A judge in the Dominican Republic instructed the police to cease monitoring the man who was the last person to see a University of Pittsburgh student before she went missing. However, the judge did not order the return of his passport, preventing him from leaving the country.
The disappearance of Sudiksha Konanki, a 20-year-old student, occurred in Punta Cana on March 6. She was last spotted on the beach near her hotel, alongside Joshua Riibe, a fellow student from St. Cloud State University in Minnesota. While the group had been out partying, Konanki remained on the beach with Riibe after the others returned to the hotel around 6 a.m.
The authorities have taken Riibe’s passport and subjected him to extensive interrogation. Consequently, his lawyer has initiated a habeas corpus petition to release him from police custody. A judgment on the habeas corpus request is anticipated by March 28, according to ABC News.
“I can’t go anywhere. And I really want to be able to go home, talk to my family, give them hugs, tell them I miss them,” Riibe said at Tuesday’s hearing. “I understand I’m here to help, but it’s been 10 days and I can’t leave.”
Prosecutors, at times contentiously, insisted that Riibe was not actually under surveillance during the hearing, noting that he was not escorted into the courtroom. But Riibe and his father, Albert Riibe, testified that officers follow them to restaurants and everywhere else they want to go.
Riibe told the court that Konanki’s mother hugged him and thanked him before she left the Dominican Republic.
“Her mother gave me a hug and said, ‘Thank you for saving my daughter the first time,”‘ Riibe said in court Tuesday. “It was really tough.”
Riibe, a native of Iowa, has said that he and Konanki waded into the water and were swept out to sea by a large wave. He said he managed to get them both back closer to shore and last saw her walking in knee-deep water back toward where they had left their personal items. He said he passed out, however, and when he awoke, he assumed she’d gone back to her hotel room.
Meanwhile, Konanki’s parents sent a letter to Dominican authorities asking them to declare their daughter dead. They said in the letter that they accepted Riibe’s explanation of what happened and believed that she had drowned accidentally since investigators have found no evidence of foul play, CrimeOnline reported.
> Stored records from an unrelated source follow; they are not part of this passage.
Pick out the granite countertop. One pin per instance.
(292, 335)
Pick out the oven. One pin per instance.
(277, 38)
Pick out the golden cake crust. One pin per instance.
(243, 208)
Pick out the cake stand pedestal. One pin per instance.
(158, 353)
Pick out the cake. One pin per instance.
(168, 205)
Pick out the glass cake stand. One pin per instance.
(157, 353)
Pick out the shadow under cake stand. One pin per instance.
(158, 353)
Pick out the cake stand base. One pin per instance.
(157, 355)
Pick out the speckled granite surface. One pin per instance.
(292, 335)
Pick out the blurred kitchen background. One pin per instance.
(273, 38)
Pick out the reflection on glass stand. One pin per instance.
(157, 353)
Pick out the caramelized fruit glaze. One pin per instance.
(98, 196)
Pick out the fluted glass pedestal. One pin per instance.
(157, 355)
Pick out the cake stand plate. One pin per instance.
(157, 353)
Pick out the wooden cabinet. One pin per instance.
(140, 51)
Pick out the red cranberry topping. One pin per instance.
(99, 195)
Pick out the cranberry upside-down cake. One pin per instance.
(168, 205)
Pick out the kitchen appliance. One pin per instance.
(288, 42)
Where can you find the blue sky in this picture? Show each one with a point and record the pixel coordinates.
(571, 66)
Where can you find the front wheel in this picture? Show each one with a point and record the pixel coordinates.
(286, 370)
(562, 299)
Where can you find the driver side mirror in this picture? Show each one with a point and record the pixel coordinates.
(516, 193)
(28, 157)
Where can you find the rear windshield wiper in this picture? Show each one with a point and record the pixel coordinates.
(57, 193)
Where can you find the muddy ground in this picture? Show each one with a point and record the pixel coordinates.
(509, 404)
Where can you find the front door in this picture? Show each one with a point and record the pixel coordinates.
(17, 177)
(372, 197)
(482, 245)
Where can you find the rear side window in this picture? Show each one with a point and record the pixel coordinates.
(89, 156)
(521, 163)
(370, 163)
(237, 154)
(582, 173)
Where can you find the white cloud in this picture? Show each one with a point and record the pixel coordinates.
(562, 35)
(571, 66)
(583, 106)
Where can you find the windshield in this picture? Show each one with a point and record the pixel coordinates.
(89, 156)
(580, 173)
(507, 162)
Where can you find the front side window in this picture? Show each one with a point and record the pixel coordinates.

They spoke with reporters outside their home in Loudon County, Virginia, on Tuesday but did not comment on Riibe’s hearing.
“It is with deep sadness, sadness and heavy, heavy heart, we are coming to the terms with the fact that our daughter has drowned,” Subbarayudu Konanki said, according to NBC News. “This is incredibly difficult for us to process.”
Konanki said that authorities showed the family how high the waves were at the time of his daughter’s disappearance and said that authorities “clarified that the person of interest is not a suspect from the beginning.”